Dias, Nicholas; Pennycook, Gordon; Rand, David G. (2020). Emphasizing publishers does not effectively reduce susceptibility to misinformation on social media. The Harvard Kennedy School (HKS) Misinformation Review. https://doi.org/10.37016/mr-2020-001


  • In two survey experiments, we showed American participants (N=2,217) a series of actual headlines from social media, presented in Facebook format.
  • For some headlines, we made publisher information more visible (by adding a logo banner), while for others we made publisher information less visible (by removing all publisher information).
  • We found that publisher information had no significant effects on whether participants perceived the headline as accurate, or expressed an intent to share it – regardless of whether the headline was true or false.

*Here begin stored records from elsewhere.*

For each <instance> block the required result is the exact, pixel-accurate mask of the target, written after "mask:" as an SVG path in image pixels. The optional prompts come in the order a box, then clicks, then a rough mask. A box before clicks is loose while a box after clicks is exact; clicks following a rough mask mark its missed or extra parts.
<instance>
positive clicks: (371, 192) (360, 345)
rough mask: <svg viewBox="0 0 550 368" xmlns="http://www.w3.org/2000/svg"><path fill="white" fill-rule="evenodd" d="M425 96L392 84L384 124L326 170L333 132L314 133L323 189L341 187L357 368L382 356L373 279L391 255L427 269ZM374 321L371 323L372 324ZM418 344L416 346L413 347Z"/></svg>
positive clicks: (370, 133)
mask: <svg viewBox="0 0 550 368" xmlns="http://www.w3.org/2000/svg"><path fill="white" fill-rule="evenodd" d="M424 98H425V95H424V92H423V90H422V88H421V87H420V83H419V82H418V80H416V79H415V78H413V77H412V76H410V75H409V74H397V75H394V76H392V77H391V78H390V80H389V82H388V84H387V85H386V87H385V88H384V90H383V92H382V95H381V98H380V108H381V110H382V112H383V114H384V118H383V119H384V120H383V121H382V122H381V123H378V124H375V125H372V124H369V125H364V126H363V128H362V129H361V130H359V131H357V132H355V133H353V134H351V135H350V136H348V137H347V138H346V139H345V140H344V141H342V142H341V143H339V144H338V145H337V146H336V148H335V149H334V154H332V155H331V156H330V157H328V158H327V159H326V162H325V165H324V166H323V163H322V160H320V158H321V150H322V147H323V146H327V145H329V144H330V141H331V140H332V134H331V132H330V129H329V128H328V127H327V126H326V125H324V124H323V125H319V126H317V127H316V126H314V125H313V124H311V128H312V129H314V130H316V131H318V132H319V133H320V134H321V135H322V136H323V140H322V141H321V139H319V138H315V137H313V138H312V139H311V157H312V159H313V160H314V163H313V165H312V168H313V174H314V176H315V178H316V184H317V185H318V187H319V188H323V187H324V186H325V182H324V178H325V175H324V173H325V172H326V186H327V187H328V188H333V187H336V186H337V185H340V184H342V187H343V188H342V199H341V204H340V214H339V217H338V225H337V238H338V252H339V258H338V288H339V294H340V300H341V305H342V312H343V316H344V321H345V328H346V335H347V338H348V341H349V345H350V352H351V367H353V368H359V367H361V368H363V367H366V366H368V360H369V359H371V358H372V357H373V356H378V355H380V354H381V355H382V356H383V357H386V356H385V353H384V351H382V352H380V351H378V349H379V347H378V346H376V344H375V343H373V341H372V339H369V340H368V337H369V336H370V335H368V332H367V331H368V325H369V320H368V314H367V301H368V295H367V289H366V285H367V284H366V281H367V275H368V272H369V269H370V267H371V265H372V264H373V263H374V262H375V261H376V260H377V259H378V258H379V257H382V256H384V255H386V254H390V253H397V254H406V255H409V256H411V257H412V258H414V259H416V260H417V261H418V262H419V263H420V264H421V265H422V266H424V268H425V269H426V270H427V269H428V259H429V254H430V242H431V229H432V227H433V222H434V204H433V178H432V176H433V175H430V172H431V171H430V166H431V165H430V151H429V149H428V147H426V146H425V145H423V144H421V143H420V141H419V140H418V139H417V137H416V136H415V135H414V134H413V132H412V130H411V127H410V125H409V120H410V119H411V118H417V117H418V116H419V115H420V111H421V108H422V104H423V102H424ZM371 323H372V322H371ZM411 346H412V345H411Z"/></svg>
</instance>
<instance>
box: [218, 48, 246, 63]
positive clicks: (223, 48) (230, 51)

In other words, seeing that a headline came from a misinformation website did not make it less believable, and seeing that a headline came from a mainstream website did not make it more believable.
  • To investigate this lack of an effect, we conducted three follow-up surveys (total N=2,770). This time, we asked participants to rate either (i) the trustworthiness of a range of publishers or (ii) the accuracy of headlines from those publishers, given no source information (i.e., the headline’s “plausibility”).
  • We found a strong, positive correlation between trust in a given outlet and the plausibility of headlines it published. Thus, in many cases, learning the source of a headline does not appear to add information about its accuracy beyond what was immediately apparent from the headline alone.
  • Finally, in a survey experiment with 2,007 Americans, we found that providing publisher information only influenced headline accuracy ratings when headline plausibility and publisher trust were “mismatched” – for example, when a headline was plausible but came from a distrusted publisher (e.g., fake-news or hyperpartisan websites).
  • In these cases of mismatch, identifying the publisher reduced accuracy ratings of plausible headlines from distrusted publishers, and increased accuracy ratings of implausible headlines from trusted publishers.
    However, when we fact-checked the 30% of headlines from distrusted sources in our set that were that were rated as plausible by participants, we found they were mostly true. In other words, providing publisher information would have increased the chance that these true headlines would be mistakenly seen as false – raising the possibility of unintended negative consequences from emphasizing sources.
    Our results suggest that approaches to countering misinformation based on emphasizing source credibility may not be very effective and could even be counterproductive in some circumstances.